3) A screen resized and converted to 8-bit sRBG first, then tweeked and sharpened to optimize appearance.
4) A print copy resized and converted to how you send the file to the printer (e.g. Level 10 JPG) tweeked IN SOFT PROOFING MODE USING PRINTER PROFILE and sharpened to optimize appearance.
When I print in different sizes I start with the master edit in step 2, resize to the print dimensions x output resolution (e.g. 2400 x 3000 for 300ppi 8 x 10, 1200 x 1800 for 4 x 6) then sharpen and do the final tweeks in soft proofing.
I edit different size prints individually because I know print size and viewing distance affects viewer perception of them. That's the piece of the reproduction puzzle I take for granted due to my background that others miss.
Reproducing an image is for the most part an exercise in "faking it to make it seem real". What looks real on a print is different than what looks real by eye because the brain can't interpret the clues the same way. Varibables like image size and viewing distance are not factors when looking at a landscape in person but they are when looking at a photograph of the landscape.

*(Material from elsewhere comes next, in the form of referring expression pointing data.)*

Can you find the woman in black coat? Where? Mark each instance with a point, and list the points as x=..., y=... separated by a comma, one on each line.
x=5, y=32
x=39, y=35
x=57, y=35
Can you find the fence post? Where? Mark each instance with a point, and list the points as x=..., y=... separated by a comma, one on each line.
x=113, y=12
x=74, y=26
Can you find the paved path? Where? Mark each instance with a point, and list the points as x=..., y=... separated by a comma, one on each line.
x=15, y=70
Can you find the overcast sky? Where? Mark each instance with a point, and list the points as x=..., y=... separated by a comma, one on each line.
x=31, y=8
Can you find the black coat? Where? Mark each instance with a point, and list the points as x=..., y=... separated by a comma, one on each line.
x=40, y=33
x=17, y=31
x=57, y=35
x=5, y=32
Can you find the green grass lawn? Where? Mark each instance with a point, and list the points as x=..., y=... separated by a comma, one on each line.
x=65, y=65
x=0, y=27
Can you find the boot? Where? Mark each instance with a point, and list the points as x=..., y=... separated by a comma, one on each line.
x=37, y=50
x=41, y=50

The learning curve in reproduction is discovering what technical factors, such as shifting of the mid-tone and sharpening, are needed to convert what the camera captured into what the viewer will be able to see at that viewing distance from the print. Beyond reading distance the brain shifts gears and relies less on texture on the front of objects and more on their overall contrasting shape with the background to identify them.
If you look at a photo of a forest and a sailboat on the ocean from across the room you'll identify and relate to the sailboat faster because to has large contrasting geometric shapes. That dynamic is why this pretty picture works. The contrast of the V tree line and the ^ mountains with the sky create geometric shapes that are easily seen and processed.
But stand up and walk across the room and look at it or apply the Guassian blur test I did on your other images. How does it work then? That will predict how well it will work printed 30 x 40 and hung over the fireplace...
But all things consider nowadays it's simpler and looks better to just hang a wide screen TV over the fireplace and run a slideshow on it. Then you don't need to worry about the print matching the monitor.